Building in Évora District, Portugal

The Castle of Vidigueiras is a signeurial residential estate in the civil parish of Reguengos de Monsaraz in the municipality of Reguengos de Monsaraz in the Portuguese sub-region of Baixo Alentejo. It is the only residential project completed by landscape architect Francisco Caldeira Cabral.

==History==
The estate was built in 1492, from research conducted by Túlio Espanca.

In 1909, the building was restored and remodeled to conform to its current appearance.

Between 1950 and 1959, an architectural project was completed to remodel the facades and interiors. This not only included cosmetic, but also changes to the agricultural installations and gardens, under the direction of landscape architect Francisco Caldeira, for then proprietor Dr. Cayola Bastos.

In the last half of the 20th century, the last property-owner, António de Monsaraz died.

==Architecture==
Located in the Herdade das Vidigueiras situated 15 km from Monsaraz de Reguengos, on the route between Reguengos de Monsaraz and São Marcos do Campo, just after the settlement of Herdade de Roncão. It is located on a rural plain, flanked and buttressed alongside the main building of the manor.

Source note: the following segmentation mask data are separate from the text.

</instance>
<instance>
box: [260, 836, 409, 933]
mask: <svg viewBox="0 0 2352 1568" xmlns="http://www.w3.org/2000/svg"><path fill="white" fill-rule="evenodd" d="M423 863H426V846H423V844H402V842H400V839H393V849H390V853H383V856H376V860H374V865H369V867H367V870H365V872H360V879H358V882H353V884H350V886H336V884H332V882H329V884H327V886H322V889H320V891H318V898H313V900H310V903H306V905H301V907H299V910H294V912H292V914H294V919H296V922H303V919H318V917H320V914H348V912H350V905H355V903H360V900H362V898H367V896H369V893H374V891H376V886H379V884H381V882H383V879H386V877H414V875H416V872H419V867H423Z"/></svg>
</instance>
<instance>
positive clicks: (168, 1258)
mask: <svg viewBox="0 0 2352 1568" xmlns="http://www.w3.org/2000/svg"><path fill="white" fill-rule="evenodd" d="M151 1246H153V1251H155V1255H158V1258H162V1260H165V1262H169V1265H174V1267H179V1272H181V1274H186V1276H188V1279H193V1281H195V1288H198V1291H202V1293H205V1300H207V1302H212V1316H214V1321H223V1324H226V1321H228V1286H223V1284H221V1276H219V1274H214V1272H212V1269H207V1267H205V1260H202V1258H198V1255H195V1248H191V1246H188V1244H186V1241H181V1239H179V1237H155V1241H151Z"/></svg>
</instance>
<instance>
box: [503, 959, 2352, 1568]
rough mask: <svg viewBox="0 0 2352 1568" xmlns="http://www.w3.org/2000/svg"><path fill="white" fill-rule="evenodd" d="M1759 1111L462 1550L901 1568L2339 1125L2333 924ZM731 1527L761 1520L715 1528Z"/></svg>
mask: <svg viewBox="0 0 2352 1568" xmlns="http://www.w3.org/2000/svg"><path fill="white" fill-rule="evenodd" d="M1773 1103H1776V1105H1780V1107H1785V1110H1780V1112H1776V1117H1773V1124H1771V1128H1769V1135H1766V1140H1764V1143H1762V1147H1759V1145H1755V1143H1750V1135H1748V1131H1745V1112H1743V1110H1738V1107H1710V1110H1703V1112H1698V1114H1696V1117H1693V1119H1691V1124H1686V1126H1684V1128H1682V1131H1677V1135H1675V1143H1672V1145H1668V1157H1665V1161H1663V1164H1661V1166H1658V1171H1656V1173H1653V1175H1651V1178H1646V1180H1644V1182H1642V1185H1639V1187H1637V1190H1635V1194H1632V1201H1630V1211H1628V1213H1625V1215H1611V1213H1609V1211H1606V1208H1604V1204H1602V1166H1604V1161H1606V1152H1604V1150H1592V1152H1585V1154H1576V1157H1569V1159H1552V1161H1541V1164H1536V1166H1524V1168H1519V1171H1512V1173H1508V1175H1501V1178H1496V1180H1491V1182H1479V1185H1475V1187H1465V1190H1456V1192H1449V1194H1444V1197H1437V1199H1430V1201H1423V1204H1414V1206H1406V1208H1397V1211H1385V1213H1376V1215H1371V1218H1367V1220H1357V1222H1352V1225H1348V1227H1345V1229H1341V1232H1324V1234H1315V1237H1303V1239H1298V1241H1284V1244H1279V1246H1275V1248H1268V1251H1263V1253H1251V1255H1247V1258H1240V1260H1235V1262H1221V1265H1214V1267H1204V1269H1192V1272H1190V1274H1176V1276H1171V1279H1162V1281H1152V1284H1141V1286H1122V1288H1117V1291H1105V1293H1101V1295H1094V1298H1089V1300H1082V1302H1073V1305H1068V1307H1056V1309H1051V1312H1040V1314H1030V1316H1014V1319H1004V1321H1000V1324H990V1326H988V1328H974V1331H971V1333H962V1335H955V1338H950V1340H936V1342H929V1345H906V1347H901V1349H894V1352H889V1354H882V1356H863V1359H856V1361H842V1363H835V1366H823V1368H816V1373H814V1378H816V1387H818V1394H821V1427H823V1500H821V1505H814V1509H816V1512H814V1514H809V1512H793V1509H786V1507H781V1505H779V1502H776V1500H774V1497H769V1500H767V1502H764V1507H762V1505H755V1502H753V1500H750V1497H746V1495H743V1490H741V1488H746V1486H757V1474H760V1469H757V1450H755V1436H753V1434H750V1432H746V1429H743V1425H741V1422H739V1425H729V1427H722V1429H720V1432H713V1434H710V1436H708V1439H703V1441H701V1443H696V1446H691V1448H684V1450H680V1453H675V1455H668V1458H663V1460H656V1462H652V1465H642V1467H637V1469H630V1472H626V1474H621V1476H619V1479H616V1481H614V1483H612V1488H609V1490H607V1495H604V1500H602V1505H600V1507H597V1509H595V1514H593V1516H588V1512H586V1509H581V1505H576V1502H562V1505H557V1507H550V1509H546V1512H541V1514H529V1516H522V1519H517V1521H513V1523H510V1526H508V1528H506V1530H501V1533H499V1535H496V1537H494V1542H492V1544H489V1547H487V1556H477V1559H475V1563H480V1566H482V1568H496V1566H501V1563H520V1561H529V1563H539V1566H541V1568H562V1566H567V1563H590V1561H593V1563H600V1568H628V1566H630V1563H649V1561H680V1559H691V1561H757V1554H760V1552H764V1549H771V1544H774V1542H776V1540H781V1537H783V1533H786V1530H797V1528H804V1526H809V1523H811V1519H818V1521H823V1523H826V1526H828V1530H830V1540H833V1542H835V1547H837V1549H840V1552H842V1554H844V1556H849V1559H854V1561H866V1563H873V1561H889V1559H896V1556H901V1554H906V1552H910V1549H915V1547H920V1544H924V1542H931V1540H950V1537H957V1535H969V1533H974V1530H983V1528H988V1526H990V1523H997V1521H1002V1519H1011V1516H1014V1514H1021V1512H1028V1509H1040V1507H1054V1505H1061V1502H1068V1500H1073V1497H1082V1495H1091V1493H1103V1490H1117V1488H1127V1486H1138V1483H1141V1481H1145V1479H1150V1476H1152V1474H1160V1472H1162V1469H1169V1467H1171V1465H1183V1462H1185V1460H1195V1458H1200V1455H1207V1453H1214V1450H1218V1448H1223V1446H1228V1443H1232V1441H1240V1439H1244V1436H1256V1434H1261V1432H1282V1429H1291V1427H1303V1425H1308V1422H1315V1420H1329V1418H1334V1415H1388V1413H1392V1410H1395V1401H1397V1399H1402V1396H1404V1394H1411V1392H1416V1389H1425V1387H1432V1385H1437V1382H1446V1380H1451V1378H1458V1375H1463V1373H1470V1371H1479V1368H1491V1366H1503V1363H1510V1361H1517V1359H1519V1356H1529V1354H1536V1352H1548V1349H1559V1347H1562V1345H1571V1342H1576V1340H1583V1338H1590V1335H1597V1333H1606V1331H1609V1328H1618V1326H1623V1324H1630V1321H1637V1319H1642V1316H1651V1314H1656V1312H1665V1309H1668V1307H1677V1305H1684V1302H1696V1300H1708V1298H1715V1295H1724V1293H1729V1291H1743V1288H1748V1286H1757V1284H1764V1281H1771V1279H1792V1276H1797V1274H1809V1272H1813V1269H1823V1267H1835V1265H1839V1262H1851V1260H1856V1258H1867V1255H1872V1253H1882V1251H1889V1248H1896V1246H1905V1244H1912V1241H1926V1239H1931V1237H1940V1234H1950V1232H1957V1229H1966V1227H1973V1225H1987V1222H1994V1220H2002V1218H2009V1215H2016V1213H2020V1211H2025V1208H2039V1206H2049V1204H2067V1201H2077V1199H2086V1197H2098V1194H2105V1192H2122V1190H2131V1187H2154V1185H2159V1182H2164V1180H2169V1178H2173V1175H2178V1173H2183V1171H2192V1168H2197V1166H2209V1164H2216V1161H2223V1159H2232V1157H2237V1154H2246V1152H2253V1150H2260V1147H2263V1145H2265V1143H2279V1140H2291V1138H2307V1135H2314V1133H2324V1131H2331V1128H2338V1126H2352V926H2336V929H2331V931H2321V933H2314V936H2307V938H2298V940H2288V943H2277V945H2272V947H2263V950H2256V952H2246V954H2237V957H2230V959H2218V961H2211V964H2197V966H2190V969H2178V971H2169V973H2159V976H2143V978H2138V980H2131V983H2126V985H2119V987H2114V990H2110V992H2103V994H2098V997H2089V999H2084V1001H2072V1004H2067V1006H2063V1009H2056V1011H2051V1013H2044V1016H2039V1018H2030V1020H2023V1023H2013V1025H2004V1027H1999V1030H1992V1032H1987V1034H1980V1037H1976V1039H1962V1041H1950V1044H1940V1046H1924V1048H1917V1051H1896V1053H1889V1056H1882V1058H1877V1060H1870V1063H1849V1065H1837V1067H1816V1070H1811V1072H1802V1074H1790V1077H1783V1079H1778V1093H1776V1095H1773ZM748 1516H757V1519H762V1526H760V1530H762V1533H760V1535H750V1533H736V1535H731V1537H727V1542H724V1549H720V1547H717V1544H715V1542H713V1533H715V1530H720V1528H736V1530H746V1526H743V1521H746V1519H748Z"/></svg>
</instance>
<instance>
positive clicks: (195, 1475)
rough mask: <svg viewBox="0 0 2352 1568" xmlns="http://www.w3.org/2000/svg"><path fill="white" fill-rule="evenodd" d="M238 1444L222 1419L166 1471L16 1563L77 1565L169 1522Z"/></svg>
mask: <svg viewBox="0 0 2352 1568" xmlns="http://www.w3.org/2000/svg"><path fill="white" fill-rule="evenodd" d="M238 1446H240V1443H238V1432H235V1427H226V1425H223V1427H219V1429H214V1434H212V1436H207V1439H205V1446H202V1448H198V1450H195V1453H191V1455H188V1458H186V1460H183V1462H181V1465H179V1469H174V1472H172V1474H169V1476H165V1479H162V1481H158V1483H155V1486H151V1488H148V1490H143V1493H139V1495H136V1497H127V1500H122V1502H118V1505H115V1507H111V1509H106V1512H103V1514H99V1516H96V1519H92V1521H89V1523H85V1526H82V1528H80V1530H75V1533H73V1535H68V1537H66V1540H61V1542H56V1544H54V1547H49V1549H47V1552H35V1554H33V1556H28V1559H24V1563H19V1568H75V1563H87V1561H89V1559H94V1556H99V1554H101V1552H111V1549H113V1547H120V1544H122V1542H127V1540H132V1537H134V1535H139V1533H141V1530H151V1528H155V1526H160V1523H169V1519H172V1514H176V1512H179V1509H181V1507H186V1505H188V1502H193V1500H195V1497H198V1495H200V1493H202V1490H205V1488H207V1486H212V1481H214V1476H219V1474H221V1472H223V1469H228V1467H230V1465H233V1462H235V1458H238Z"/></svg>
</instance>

The rectangular plan, with three story articulated, vertical building, without a foundation and battlements. The principal facade, oriented towards the east, includes three vertical registers, and is marked on the first by a framed granite portico. On the remaining facades are large rectangular windows in stonework, while along the center block, there are cruciform slits on the merlons. The northern and southern facades link the estate with the remaining buildings of the manor. The lower floors and tower are broken by rectangular windows, while the western facade has no accesses.